For debugging the kernel, consult Documentation/BUG-HUNTING. There are patches to attach a debugger to a running kernel, but you really don’t want to go down that path.
Before you start optimizing, you should first measure what needs to be optimized. Otherwise, you end up optimizing the wrong thing. Because of this, it also doesn’t make sense to start optimizing too early: the code is still going to change, so what seems important now may not be important in the whole application.
For speed optimizations, you need profiling tools. The first profiling tool is time, to measure how long an execution takes. strace -tt tells you how much time is spent in system calls. oprofile uses hardware counters to report the performance of the whole system. iotop can help to evaluate performance of IO to disks and such. wireshark or tcpdump can help evaluate network bottlenecks. stap (SystemTap) gives you control over what you want to trace in one or more of programs. gprof gives simple information about how often functions are called, but KCacheGrind (which is the user interface to valgrind’s callgrind and cachegrind tools) is a much more interesting fine-grain profiling tool. And finally, timed printfs in your source code are also a nice way to see how much time is spent on what. In the kernel, you can use CONFIG_PRINTK_TIME to attach timing information to the printk’s, and of course you can use the kprobes. Note that for the low-hanging fruit, it is sufficient to do profiling on the PC: the relative amount of time spent on different parts of the code does not depend that much on the platform.
For data memory optimizations, the tool of choice is valgrind’s massif. It traces malloc’ed memory over time and gives backtraces of the largest blocks. It can also trace stack depth, but that really slows down the program to a halt. For stack depth, a hack you can use is to limit the stack size using ulimit or pthread_attr_setstacksize: the stack overflow will cause a segmentation fault, at which point you can use the debugger to find the place that caused the stack overflow.
For code size optimizations, you can obviously just look at the size of the program. To get more detail, look at the size of object files, or extract a memory map by adding ‘-Wl,-Map,<filename>’ to the link flags. The memory map gives you the size of each function and global data object. nm on large object files also works. To reduce code size, there is the -Os option of gcc (but sometimes -O3 results in smaller code), and of course strip (removes debug symbols) or sstrip (removes a bit more). Big gains can be made with ‘–combine -fwhole-program’, but this is only applicable to small programs and not to shared libraries. There are also platform-specific compiler switches that can reduce code size (e.g. -mthumb on ARM). For C++, finally, you can use -fno-rtti if you don’t need dynamic casts, and -fno-exceptions if you don’t need exception handling. In C++ you should also be careful with templates: although templates are normally beneficial for code size because it is generic code, they may need to several instantiations of the templated function. Qt for instance takes special care by explicitly instantiating some functions, and avoiding templates altogether for others.

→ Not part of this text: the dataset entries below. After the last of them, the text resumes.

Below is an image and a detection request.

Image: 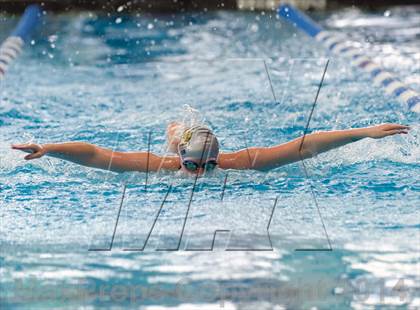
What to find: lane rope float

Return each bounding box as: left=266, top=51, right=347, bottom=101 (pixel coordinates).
left=277, top=4, right=420, bottom=113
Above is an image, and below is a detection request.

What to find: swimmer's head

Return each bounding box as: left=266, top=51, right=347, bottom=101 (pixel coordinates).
left=178, top=126, right=219, bottom=173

The size of the image can be reduced by reducing the size of individual packages. Compiler options and such are not really the way to go here (except maybe a global -Os) because you’d have to evaluate them for each individual package. It makes a lot more sense to strip out unneeded components from the individual packages. They usually have configuration options to select which features are enabled. Disabling features may also remove dependencies, which means also the package management information should be updated to remove those dependencies. Sometimes the default packagers keep debug symbols, documentation etc. lying around too, so it may be worthwhile to strip these.